4. Avoiding common misconceptions
When first starting out in vacation rentals, many hosts have stepped into the following potholes.
- The prices are not changed for half a year or even one year
- The prices are not lowered during the low season,
- The prices are not raised in the peak season
- Not setting different pricing strategies for different platforms
- Not setting prices for weekends and holidays
These practices will directly affect the income of short-term rentals, some hosts are not sure how much they should increase or reduce their prices, they are worried that if the price is too high, guests will not purchase, and if the price is too low, they may lose money, so they just simply make one size fits all; many other hosts are just lazy, indeed, when managing several listings in several platforms at the same time, changing the price is a very tedious task.
These mistakes can be made by anyone, but if you want to maximize your short-term rental income, you need to be able to realize the problem faster, find the causes and solutions, and not repeat the same mistakes.
Best pricing method for vacation rentals
The dynamic pricing method for plane tickets and hotels is very mature, and it also works for short-term rentals.
In simple terms, this is a so-called “price discrimination strategy”, because people who buy tickets late (business customers) tend to care more about time flexibility than those who buy tickets early (leisure customers), so they have to pay a higher price for it.
Normally, this relation also exists for consumer demand for short-term rentals, the closer to weekends and holidays, the faster the availability of rooms decreases, i.e. the greater the demand, the more expensive the price to pay.
So what we need to do now is to implement dynamic pricing based on changes in demand, with respect to time.
A simple way to do this is to generate a price vs. demand function, and demand vs. time function from the historical data of bookings, and then integrate these two functions to finally obtain a price vs. time function.
This theory seems complicated and difficult to work with, right?
It’s actually quite simple, so let’s take an example.
By analyzing the operating statistics, come up with the average occupancy rate you need when you can basically break even, let’s assume it’s 60%; then check your current order data and adopt different pricing strategies based on different booking rates for different time periods.
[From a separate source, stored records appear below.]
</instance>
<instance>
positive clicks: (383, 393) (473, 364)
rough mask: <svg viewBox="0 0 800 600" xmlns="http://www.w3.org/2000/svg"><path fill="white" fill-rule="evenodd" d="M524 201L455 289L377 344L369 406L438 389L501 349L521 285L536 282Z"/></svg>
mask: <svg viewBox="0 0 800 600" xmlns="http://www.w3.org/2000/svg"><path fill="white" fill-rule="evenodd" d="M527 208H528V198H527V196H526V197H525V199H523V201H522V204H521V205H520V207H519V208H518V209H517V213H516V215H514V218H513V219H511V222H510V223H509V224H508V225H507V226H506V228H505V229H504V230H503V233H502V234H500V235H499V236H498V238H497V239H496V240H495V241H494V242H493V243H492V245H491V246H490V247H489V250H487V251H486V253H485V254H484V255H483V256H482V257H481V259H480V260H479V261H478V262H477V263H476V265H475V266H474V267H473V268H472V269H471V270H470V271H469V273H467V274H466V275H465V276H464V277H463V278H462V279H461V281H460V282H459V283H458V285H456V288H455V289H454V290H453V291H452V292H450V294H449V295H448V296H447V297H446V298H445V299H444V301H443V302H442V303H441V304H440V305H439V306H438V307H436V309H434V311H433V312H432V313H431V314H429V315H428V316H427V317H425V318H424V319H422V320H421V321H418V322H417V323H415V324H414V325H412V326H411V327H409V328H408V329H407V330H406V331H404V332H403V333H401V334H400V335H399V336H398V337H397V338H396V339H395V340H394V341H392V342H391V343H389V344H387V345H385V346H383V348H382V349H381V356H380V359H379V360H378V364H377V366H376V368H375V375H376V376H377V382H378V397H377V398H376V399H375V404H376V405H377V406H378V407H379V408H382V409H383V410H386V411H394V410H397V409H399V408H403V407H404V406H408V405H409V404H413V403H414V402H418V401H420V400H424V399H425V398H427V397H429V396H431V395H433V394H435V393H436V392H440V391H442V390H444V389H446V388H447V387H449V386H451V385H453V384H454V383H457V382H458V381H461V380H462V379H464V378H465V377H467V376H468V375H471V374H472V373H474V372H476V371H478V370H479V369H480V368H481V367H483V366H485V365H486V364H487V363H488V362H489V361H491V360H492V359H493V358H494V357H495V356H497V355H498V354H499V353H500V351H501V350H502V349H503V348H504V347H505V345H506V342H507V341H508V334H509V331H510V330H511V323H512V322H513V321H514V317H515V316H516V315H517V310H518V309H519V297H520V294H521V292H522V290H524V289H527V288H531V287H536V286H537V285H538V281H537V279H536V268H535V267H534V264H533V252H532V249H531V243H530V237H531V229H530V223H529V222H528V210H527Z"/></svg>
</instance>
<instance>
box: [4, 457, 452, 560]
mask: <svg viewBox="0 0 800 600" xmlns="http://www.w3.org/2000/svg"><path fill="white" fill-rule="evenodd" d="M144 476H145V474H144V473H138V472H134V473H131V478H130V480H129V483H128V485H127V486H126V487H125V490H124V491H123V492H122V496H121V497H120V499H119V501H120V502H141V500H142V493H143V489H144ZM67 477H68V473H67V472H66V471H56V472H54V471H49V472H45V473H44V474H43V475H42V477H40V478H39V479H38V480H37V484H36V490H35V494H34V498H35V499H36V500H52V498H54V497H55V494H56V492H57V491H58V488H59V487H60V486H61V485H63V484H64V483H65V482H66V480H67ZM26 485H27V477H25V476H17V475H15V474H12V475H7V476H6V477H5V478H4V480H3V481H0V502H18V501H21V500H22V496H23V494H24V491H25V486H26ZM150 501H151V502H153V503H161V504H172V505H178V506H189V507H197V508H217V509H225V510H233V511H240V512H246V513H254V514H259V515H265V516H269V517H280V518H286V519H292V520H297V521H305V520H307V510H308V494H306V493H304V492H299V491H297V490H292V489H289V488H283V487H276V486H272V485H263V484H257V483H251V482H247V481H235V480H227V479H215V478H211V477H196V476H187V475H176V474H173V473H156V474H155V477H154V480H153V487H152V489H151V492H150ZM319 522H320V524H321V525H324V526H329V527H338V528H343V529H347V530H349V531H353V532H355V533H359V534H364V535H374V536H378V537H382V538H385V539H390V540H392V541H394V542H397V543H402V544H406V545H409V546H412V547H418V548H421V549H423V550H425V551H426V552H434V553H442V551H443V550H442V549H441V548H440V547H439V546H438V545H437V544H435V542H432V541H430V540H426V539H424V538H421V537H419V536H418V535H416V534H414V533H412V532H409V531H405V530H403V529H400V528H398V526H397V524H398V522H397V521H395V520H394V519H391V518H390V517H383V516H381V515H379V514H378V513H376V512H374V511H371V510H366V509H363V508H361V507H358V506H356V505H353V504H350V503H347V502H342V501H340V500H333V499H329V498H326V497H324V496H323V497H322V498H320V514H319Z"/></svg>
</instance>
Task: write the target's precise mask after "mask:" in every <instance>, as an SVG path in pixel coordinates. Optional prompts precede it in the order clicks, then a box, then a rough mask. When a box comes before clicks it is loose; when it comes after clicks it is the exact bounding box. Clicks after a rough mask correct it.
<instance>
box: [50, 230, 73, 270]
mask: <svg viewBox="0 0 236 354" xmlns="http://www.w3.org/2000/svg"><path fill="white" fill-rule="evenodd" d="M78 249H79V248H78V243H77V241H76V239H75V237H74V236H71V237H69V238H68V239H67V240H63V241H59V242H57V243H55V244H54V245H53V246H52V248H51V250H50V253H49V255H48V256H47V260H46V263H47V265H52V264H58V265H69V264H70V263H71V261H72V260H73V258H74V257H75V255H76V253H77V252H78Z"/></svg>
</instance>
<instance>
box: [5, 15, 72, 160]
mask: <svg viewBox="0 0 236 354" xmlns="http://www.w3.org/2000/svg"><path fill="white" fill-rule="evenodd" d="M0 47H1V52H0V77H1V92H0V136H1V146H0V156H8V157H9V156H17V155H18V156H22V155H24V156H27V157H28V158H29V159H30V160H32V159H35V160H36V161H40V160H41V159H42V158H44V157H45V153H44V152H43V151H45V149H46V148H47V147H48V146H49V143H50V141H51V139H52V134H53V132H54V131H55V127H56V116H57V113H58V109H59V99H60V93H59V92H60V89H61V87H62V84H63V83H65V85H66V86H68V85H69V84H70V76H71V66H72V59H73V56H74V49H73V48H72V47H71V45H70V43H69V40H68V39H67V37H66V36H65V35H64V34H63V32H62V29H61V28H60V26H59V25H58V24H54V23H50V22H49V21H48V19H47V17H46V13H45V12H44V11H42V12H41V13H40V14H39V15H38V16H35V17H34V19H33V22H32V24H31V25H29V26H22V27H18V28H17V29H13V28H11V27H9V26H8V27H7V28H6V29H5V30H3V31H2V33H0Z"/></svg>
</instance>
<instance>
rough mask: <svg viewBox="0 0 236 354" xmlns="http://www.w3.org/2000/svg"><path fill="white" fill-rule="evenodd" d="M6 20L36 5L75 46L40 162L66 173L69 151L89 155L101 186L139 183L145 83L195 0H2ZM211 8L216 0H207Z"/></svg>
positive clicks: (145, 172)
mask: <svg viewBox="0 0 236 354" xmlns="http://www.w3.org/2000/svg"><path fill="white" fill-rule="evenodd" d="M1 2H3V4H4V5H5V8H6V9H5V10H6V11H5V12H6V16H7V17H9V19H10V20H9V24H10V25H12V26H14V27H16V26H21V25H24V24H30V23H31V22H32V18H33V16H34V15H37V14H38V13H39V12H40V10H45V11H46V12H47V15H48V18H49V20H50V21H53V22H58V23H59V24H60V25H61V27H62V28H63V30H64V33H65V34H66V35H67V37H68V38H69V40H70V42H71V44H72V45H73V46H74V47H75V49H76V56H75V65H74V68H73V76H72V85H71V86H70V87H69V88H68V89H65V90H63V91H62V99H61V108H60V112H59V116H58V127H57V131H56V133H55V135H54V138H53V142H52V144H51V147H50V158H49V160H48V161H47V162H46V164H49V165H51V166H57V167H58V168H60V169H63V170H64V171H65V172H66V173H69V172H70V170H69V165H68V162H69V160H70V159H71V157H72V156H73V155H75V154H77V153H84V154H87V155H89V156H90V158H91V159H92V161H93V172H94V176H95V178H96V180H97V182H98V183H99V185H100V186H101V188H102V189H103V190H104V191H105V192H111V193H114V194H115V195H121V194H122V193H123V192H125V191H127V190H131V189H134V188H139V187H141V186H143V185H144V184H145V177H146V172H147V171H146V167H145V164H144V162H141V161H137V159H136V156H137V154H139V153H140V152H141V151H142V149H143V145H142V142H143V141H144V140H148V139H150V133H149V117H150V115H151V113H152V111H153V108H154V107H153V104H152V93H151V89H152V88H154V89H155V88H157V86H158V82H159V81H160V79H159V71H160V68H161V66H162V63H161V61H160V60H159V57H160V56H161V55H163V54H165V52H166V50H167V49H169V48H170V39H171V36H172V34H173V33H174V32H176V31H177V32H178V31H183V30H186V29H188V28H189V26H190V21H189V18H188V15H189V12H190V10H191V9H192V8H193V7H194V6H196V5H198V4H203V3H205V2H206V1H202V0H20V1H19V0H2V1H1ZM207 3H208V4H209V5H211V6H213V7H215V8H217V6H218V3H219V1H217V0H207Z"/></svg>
Note that this chart is for reference only, you can adjust the price increase and decrease according to your actual situation and make a more detailed pricing strategy.
Efficient Tool for Vacation Rental Pricing
The Dynamic Pricing method is simple and effective, but the biggest problem a host may face in reality is: “With such granular pricing, does it mean that you have to change the price every day; how is this possible if there are multiple listings online in multiple channels?”
Yes, it would be an “impossible task” to change it all manually, but with the right methods and tools, the operation can be completed with a single click.
Hostex, the short-term rental property management system, has been possible to modify the price of cross-platform properties in bulk with one click. You can choose the object for any modification according to your plan.
- Any selection of multiple rooms or room types
- Any selection of multiple dates, by intervals/holidays
- Change flat price with one click, or set different prices for different channels
- Change the price according to the difference, or by percentage
With Hostex, you can also set up automated price changes.
If the room is not yet booked for the day, you can give the lowest discount directly to get a higher occupancy rate.
Both landlords and short-term rental managers need to understand one thing – Pricing is a process that requires continuous optimization, and it is only through continuous experimentation and accumulation that you will find a more suitable solution to generate higher revenue.